Last week began with Martin Luther King Jr.’s holiday and ended with the inauguration of President Donald Trump.  It was also the end of the first black presidency. This historic first should end with a second look at the “post-racial” debate the election of Barack Obama initiated.
 

As soon as the first black president entered the White House in 2008 many wondered if America reached the “post-racial” era Martin Luther King Jr. envisioned in his famous “Dream” speech. 
 

Whites were proud of themselves.  They voted for a black man for president.
 

Encourage by this racial progress whites asked if America was finally “post-racial” and black intellectuals immediately rejected the term.  They accused whites of implying that race was no longer a problem and retaliated by saying America can’t be “post-racial” until it’s “post-racist”.
 

The distinction of terms depended on the intellectual.
 

One popular black intellectual said, “A post-racial society may not be an idea to which we should aspire.  Post-racist.  Yes! To get beyond the lethal indignities that are associated with ethnic bigotry … But not beyond racial identity, not to cleanse ourselves in the healing pools of whiteness.”
 

Another intellectual wrote, “The term “post-racial” implies that we are somehow “beyond race”.  Of course, that’s not true.  That doesn’t mean that America hasn’t changed.  Overall, America is a much more humane place … Some people are still “classically racist” in that they actually do sit around and hate others, but this, for the most part, has to be done underground.  I suggest the term post-racist because while race still exist, we don’t build racism into our laws and culture.  We definitely past a time where a law can simply say “blacks can’t do X” but race is still around and it’s all over the place.”
 

Now, for non-intellectuals the term “post-racial” was rooted in Martin Luther King Jr.’s famous statement about judging individuals by the content of their character and not skin color.  King forecasted a generation so far removed from America’s racial caste system that its hierarchy would have evaporated, making that generation free from the country’s historical obsession with race.
 

But black intellectuals equated the term “post-racial” with surrendering black identity or racial transcendence.  Now that seemed to be over-intellectualizing to the point of paranoia. 
 

But what did they fear? 
 

It’s simple, before the 1964 Civil Rights Act was passed race-based policies discriminated against blacks and afterwards race became a beneficial factor in policies that were favorable.
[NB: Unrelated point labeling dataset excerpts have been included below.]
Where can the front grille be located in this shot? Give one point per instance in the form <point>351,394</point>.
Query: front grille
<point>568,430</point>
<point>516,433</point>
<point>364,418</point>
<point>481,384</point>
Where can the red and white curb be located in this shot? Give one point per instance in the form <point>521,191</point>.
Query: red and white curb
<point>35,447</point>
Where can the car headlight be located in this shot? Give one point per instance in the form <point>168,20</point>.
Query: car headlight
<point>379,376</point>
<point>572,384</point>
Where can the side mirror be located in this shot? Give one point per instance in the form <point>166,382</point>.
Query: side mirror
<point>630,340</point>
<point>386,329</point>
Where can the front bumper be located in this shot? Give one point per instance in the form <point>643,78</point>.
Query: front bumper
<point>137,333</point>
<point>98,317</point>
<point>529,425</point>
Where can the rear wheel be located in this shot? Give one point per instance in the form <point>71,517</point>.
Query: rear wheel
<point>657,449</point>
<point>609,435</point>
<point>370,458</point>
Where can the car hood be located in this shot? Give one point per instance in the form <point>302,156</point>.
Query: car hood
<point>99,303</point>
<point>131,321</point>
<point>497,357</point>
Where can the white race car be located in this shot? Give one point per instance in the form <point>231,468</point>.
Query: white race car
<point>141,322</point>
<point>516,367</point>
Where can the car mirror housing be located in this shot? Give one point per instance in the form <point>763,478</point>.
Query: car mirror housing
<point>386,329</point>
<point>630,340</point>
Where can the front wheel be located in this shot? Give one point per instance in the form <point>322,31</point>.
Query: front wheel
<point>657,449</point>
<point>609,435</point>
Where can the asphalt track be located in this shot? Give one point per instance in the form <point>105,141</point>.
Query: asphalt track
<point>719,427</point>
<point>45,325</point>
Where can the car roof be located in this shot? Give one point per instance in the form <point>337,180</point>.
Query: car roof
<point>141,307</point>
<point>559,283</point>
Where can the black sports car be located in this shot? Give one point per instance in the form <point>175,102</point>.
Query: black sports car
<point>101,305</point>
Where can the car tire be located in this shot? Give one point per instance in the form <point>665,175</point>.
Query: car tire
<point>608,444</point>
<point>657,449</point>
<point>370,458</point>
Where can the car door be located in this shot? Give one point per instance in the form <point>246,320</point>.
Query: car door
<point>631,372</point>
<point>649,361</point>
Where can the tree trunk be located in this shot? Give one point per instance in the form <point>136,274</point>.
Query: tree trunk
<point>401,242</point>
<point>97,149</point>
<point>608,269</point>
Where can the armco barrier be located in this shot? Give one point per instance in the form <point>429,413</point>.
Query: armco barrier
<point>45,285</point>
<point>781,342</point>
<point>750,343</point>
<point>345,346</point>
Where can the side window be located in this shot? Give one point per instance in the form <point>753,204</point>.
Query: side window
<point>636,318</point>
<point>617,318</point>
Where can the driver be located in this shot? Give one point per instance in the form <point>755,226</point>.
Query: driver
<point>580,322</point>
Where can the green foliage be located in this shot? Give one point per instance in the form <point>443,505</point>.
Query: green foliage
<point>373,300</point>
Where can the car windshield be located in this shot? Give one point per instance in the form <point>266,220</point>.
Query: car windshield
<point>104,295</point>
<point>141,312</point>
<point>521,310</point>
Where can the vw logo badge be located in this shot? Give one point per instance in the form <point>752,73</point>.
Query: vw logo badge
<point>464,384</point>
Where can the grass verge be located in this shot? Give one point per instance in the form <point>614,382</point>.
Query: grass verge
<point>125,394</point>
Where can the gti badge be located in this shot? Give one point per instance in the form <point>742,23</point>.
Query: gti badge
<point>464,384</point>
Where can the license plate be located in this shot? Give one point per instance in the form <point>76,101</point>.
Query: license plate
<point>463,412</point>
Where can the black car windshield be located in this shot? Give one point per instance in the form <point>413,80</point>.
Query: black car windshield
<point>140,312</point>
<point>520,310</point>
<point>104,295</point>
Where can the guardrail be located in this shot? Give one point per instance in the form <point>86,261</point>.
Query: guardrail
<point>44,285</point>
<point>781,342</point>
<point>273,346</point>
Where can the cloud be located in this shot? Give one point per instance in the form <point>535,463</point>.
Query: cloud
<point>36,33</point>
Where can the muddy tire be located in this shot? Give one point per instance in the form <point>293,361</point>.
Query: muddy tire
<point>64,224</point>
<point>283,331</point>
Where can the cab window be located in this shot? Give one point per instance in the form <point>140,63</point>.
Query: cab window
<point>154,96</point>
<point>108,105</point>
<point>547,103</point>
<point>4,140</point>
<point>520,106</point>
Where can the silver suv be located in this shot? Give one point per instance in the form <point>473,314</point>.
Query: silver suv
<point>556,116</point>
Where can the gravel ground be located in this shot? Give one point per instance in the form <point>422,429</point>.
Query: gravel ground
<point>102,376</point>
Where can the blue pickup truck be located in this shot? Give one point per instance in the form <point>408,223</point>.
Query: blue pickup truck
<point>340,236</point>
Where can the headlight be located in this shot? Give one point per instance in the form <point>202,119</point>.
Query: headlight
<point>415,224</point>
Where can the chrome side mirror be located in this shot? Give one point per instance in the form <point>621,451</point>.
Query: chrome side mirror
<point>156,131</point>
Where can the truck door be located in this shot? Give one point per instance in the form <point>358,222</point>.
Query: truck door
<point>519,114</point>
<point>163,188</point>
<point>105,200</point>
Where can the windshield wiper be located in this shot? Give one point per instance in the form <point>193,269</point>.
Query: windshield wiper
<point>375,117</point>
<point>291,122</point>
In 1965 President Lyndon Johnson gave a speech at Howard University.  President Johnson told the students freedom was not enough and his aim was to achieve equality as a result through the Great Society programs.  
 

So when whites used the term “post racial” black intellectuals assumed it was code language against policies that made race a permanent factor to achieve a desired result. 
 

They should have stopped while they were ahead.
 

But in an overzealous attempt to label the term “post-racial” as the new racism they invented the phrase “post-racist” and admitted America no longer builds racism into its laws and culture and defined “classically racist” like an individual hate-crime.  This is completely divorced from the demonstrators on the street protesting institutional racism, systemic racism, and structural racism.
 

This should have created a split between the demonstrators and the intellectual community due to a credibility crisis.
 

But in an interview before his farewell address, President Obama dismissed the expectations of a “post-racial” society as unrealistic. (Before that, he said racism was in the DNA of America.)  Combine those comments with the portrayal of Donald Trump as the Republican version of Woodrow Wilson and the belief that America is more racially divided now than in the past has actually robbed the “post-racist” intellectuals of the loss of credibility they earned.